People Are Leaving Severed Pigs' Heads in Mosques

Impact

An employee at the Al Aqsa Islamic Society mosque in North Philadelphia found a bloodied, severed pig head, an object Muslims consider insulting to dietary laws, around 6 a.m. Eastern on Monday, the Philadelphia Inquirer reports. 

A surveillance camera captured a red pickup truck driving by the mosque twice on Sunday night. On the car's second go-round, an object flew from the passenger's side.

Philadelphia police are leading an investigation. 

"We've got to be involved," Officer Pete Berndlmaier told the Philadelphia Inquirer. "If they get away doing something like that, they are going to up the ante."

"Attacks on any religious institution is an attack on all of us," Marwan Kreidie, head of the Arab American Development Corp., told the paper. "A pig's head doesn't do much. Could the next thing be a pipe bomb?"

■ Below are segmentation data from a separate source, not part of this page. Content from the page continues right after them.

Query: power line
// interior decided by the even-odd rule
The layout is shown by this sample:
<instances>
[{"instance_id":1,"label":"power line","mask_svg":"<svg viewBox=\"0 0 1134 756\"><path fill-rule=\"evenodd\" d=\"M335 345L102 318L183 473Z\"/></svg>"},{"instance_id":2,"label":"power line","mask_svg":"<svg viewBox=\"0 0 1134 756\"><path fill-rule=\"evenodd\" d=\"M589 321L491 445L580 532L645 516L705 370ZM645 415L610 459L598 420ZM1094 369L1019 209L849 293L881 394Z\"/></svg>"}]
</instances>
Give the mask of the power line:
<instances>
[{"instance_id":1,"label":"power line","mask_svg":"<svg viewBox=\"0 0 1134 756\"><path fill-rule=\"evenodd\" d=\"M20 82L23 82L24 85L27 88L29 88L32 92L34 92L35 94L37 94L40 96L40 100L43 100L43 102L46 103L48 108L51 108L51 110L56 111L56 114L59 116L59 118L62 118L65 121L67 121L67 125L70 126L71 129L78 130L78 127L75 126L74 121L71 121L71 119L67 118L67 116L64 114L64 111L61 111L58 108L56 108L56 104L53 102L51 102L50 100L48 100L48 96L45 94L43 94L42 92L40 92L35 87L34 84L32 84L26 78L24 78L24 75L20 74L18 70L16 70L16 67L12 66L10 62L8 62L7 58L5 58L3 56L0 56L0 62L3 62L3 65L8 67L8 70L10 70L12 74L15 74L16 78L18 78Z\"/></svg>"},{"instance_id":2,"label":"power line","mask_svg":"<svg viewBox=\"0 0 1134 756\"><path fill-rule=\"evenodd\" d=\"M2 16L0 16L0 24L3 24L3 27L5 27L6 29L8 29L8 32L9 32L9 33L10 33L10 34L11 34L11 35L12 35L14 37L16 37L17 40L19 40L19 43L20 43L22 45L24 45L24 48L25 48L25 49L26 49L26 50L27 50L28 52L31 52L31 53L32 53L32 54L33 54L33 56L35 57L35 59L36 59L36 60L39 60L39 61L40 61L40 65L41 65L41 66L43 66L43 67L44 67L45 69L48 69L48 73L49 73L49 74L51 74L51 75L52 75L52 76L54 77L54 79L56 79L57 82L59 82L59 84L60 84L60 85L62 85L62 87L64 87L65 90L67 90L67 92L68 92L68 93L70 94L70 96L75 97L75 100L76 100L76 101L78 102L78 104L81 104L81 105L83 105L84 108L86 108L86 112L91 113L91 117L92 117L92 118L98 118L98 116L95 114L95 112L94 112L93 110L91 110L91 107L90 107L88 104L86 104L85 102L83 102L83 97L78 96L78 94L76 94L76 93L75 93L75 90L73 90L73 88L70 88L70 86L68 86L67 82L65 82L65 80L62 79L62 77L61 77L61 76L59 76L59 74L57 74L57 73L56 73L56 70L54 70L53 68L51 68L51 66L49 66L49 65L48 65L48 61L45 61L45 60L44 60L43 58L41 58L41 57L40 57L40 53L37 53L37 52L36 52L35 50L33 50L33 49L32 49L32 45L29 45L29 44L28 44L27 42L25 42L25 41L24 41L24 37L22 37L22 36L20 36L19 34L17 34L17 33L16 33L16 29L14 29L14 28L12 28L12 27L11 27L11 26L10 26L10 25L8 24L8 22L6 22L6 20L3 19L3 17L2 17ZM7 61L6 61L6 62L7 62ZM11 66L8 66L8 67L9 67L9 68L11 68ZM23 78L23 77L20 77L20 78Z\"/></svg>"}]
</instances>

The mosque's caretaker told the Philadelphia Inquirer that an anonymous caller called Allah "a piece of pork s---" in a voicemail left after the Nov. 13 attacks in Paris. 

Majdi Faleh, a student at the University of Western Australia, discovered a severed pig's head lodged into the university mosque's toilet on Saturday, ABC News reported. 

Faleh said that it was not the choice of animal but the message that unnerved him. "There clearly is motivation of these people trying to say you're not welcome here, or some similar message," he said.

"It is concerning that people using the UWA Muslim prayer room have been targeted in this way," a university spokesman told ABC News. Student groups, including the UWA Student Guild and the Muslim Youth, also condemned the attacks.